TL;DR
- Djangoの権限管理ライブラリである、django-rulesはインスタンス同士で権限管理できる
- django-rulesの機能として、Djangoに内蔵されている権限と認可機能との統合がある
- この統合機能により
has_permを使うとインスタンス同士の比較だけでなくデータべースのレコードのチェック行われてしまう - インスタンス同士の比較に留めたい場合は
rules.test_ruleを使おう
django-rulesとは
Djangoで権限管理をしたい場合、Djangoに内蔵されている権限と認可機能を利用したいと考えると思います。
しかし、このデフォルトの機能は権限をデータベースのレコードに保存するため、取り回しが面倒です。
Ruby on Railsでよく使われるPunditやPHPのLaravelにある認可のしくみ のようにデータべースのレコードでなく、インスタンス同士で比較する形をDjangoでも実現したい場合に便利なのがdjango-rulesです。
django-rulesに関しては以下の記事が参考になります。
- Djangoで組織とユーザーの権限の管理をやってみる #devio2022 | DevelopersIO
- django-rulesを使って、オブジェクトレベルの認可判定をViewとテンプレートでそれぞれ実装してみた - メモ的な思考的な
なお、Djangoの認証認可については id:hirokiky さんのPyconjp 2017のスライド もわかりやすいです。(最終的に自作していてすごい)
django-rulesの has_perm の問題点
さて、ここから本題です。 django-rulesにはインスタンス同士の比較だけでなく、前述したDjango内蔵している権限と認可機能とも統合できるメソッドがあります。それが、 has_perm です。
このhas_permというメソッド名、Djangoが持っているメソッドと同名です。
django-rulesのREADMEにあるように以下の設定をすることで
# settings.py
AUTHENTICATION_BACKENDS = (
'rules.permissions.ObjectPermissionBackend',
'django.contrib.auth.backends.ModelBackend',
)
django-rulesで書いたルールとDjangoの権限と認可機能を透過的に利用することができます。
これは便利な一方で、意図しないデータべースのアクセス増加を引き起こす場合があります。
具体的には :
has_permメソッドが呼ばれると、Djangoは設定された認証バックエンドを順番に試しますrules.permissions.ObjectPermissionBackendが処理を試みます
該当するルールがない場合や、結果がFalseの場合、次の
django.contrib.auth.backends.ModelBackendに処理が移りますModelBackendはauth_permissionテーブルをチェックするためのクエリを発行します
AUTHENTICATION_BACKENDSの処理を行っているコードはこちら(2025-03-27現在のLTSである4.2のもの)

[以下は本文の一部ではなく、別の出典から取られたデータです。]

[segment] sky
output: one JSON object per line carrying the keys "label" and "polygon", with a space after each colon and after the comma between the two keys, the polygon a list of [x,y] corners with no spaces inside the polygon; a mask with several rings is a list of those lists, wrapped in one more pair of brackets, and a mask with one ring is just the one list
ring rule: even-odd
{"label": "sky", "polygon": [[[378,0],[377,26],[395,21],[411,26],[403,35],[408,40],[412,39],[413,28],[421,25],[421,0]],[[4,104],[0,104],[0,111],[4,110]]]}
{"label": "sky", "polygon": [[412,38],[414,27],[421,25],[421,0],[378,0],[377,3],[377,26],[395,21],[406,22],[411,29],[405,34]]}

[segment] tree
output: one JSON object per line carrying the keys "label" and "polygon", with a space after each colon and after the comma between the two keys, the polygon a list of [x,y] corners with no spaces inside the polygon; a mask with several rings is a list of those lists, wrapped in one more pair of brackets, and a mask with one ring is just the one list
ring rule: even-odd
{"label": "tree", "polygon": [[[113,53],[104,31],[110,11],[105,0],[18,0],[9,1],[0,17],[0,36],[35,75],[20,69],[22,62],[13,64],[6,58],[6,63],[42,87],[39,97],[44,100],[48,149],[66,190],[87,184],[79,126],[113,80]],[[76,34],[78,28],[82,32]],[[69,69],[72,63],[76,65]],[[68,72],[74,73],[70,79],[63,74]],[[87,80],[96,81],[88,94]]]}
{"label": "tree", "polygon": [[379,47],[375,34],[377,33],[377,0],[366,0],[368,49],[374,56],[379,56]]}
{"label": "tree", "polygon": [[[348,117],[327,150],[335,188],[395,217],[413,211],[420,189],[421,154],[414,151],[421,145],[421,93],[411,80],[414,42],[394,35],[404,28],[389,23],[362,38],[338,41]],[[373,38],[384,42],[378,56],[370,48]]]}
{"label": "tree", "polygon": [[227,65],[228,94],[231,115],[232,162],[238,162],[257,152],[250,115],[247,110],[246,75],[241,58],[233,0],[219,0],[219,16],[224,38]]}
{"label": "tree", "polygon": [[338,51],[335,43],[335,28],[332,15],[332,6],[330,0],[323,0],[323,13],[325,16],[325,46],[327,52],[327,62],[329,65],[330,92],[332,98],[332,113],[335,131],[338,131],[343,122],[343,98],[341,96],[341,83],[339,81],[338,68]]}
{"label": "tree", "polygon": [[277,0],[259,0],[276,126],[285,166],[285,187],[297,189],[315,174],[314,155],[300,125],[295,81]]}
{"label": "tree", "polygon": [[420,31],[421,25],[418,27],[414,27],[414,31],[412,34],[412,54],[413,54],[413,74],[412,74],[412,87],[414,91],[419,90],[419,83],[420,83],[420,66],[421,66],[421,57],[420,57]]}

特にdjango-rulesが提供するカスタムテンプレートタグ has_permをテンプレート内で利用すると、テンプレートのレンダリング中にデータべースへのアクセスが発生する原因になります。
解決策: test_rule を使う
django-rulesが提供した範囲内で権限チェックを行えるようRuleSet.test_rule というメソッドを提供しています。これを使うことで、Djangoの認証バックエンド連鎖を経由せず、django-rulesで定義したルールだけをチェックできます。
このtest_ruleを呼び出すためのカスタムテンプレートタグ test_ruleも用意 されているので利用することができます。
おわりに
てっきり has_perm はdjango-rulesのRuleSet内の権限チェックで完結すると思い、Django Templateで呼び出したところ急激にデータべースの負荷があがったという失態を犯してしまったのでした…
この記事が他の方に役立てば幸いです。